The military is, in fact, notably undemocratic and unequal, complete with the aristocratic legacy of the highly distinct classes of officers and enlisted. To perform its mission, the military must be the opposite of democratic, it must be discriminating. A great many recruits are disqualified from service for medical, academic, and moral reasons, as well as age, disability, and disinterest. Everyone knows a young boy whose dreams of being a pilot were crushed because he needed glasses. While this may be a personal tragedy for the young man involved, it does not diminish our country or its ideals if one young man can’t reach his goals. High standards are necessary to the military’s effectiveness.
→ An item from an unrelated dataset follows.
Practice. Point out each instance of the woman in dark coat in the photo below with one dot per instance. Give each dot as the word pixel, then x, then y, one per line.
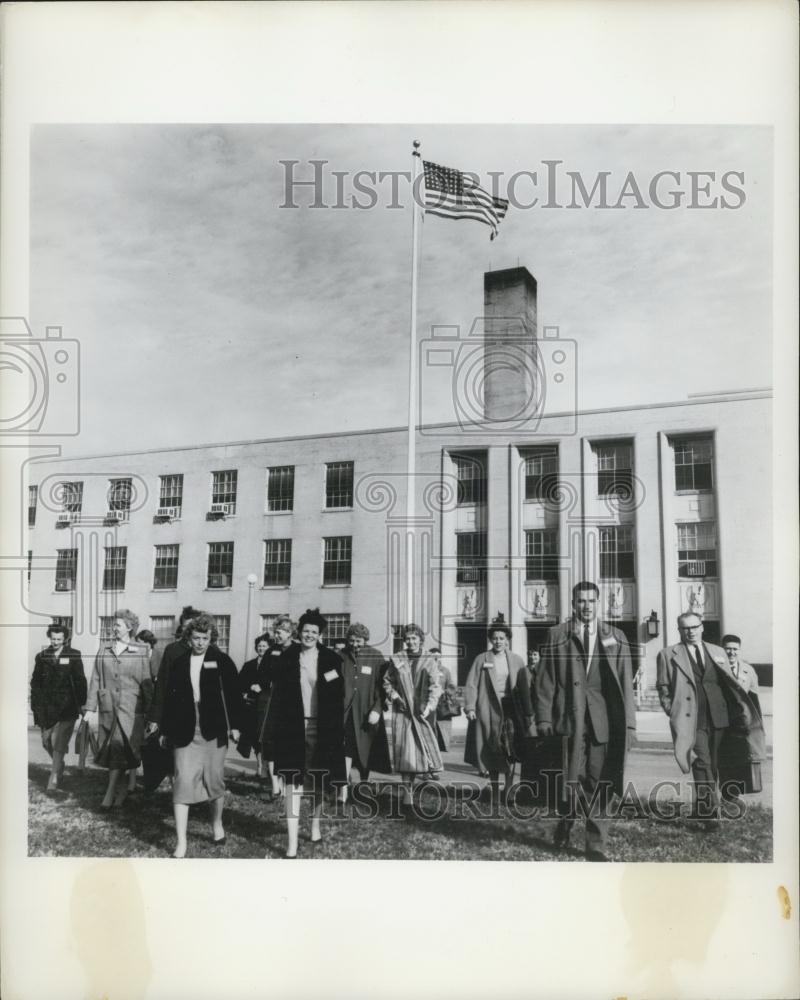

The usual analogy in favor of gender integration is the successful integration of black and white servicemen under President Truman. But that mostly successful integration reflected an actual equality of ability, as measured by standardized tests, reflecting a broader social change already underway in civilian society. Men and women, while more integrated in the civilian workplace, continue to suffer from a great deal of friction, due to differing styles, romantic relationships, and perceived insults. We live in the time of #metoo, and little evidence suggests the military will be spared this melodrama.
The military should be mostly indifferent about its racial and gender makeup, so long as it is effective, maintains high standards, and is filled with patriotic Americans. Reversing the Obama-era efforts to force women into jobs for which the vast majority are uninterested and ill-suited would go a long way towards making the military’s chief objectives excellence and efficiency, not the misguided ones of artificial equality and catalyzing social change.